A Prefeitura de Caraguatatuba promoveu, na tarde da última segunda-feira (6), uma palestra voltada às famílias atípicas no Núcleo Social e Cultural do Morro do Algodão. O encontro reuniu cerca de 20 participantes e teve como objetivo ampliar o conhecimento sobre inclusão social, cidadania e direitos das pessoas com deficiência, além de fortalecer a rede de apoio às famílias.
O evento contou com a participação do advogado e pai atípico Marcelo Polegar, que compartilhou sua trajetória pessoal e profissional, abordando os desafios enfrentados por famílias de crianças com Transtorno do Espectro Autista (TEA) e outras condições do neurodesenvolvimento.
Durante a palestra, Marcelo explicou que o autismo representa uma condição do neurodesenvolvimento, que se manifesta de formas diferentes em cada pessoa e impacta toda a dinâmica familiar.
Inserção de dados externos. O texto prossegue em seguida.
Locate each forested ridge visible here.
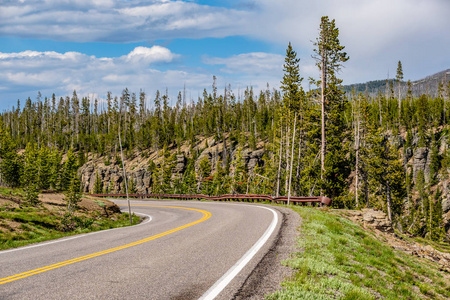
[0,17,450,240]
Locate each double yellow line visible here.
[0,205,211,285]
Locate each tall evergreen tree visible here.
[314,16,349,199]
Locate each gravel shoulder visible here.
[233,206,301,300]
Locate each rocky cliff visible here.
[78,138,265,194]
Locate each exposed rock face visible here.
[78,161,151,193]
[349,208,394,232]
[413,147,431,183]
[362,209,394,232]
[78,140,265,194]
[173,154,186,174]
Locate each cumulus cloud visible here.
[203,52,284,75]
[0,0,450,102]
[0,46,198,101]
[0,0,252,42]
[249,0,450,83]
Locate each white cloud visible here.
[126,46,179,64]
[0,46,195,101]
[203,52,284,76]
[0,0,252,42]
[249,0,450,83]
[0,0,450,102]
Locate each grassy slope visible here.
[267,207,450,299]
[0,188,139,250]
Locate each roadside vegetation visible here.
[266,207,450,300]
[0,188,139,250]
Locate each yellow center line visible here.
[0,205,211,285]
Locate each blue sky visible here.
[0,0,450,110]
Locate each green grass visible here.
[0,198,139,250]
[266,206,450,300]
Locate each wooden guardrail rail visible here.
[91,194,331,206]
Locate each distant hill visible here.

O palestrante ressaltou ainda a importância do diagnóstico precoce para que a criança tenha acesso às terapias adequadas, favorecendo seu desenvolvimento e qualidade de vida.
As famílias puderam esclarecer dúvidas sobre os primeiros sinais da condição, caminhos para busca de atendimento na rede de saúde e a importância do acompanhamento por uma equipe multidisciplinar, composta por profissionais como psicólogos, fonoaudiólogos e terapeutas especializados.
Outro tema abordado foi a convivência entre famílias típicas e atípicas nos ambientes familiar, escolar e social, destacando a necessidade de ampliar a compreensão, o respeito às diferenças e a inclusão em todos os espaços.
Marcelo também apresentou informações sobre a Lei Federal nº 12.764/2012, conhecida como Lei Berenice Piana, que instituiu a Política Nacional de Proteção dos Direitos da Pessoa com Transtorno do Espectro Autista. Entre os direitos garantidos estão o acesso à saúde, à educação, ao atendimento prioritário, ao material didático adaptado e ao acompanhamento especializado no ambiente escolar, sem custos adicionais às famílias.
Além disso, foi reforçado que a escola tem papel fundamental no desenvolvimento da criança e que a inclusão exige estrutura adequada, profissionais capacitados e acolhimento.
“O diagnóstico precoce, aliado ao amor da família, acompanhamento terapêutico e apoio da escola, transforma vidas. Muitas famílias não sabem por onde começar, e encontros como este mostram que elas não estão sozinhas. Informação gera acolhimento, fortalece direitos e abre caminhos para uma inclusão verdadeira”, destacou Marcelo Polegar.
A palestra também evidenciou a importância dos centros de apoio às famílias, das terapias especializadas, como a equoterapia quando indicada, e da construção de uma sociedade mais inclusiva, na qual pessoas com deficiência tenham seus direitos respeitados e garantidos.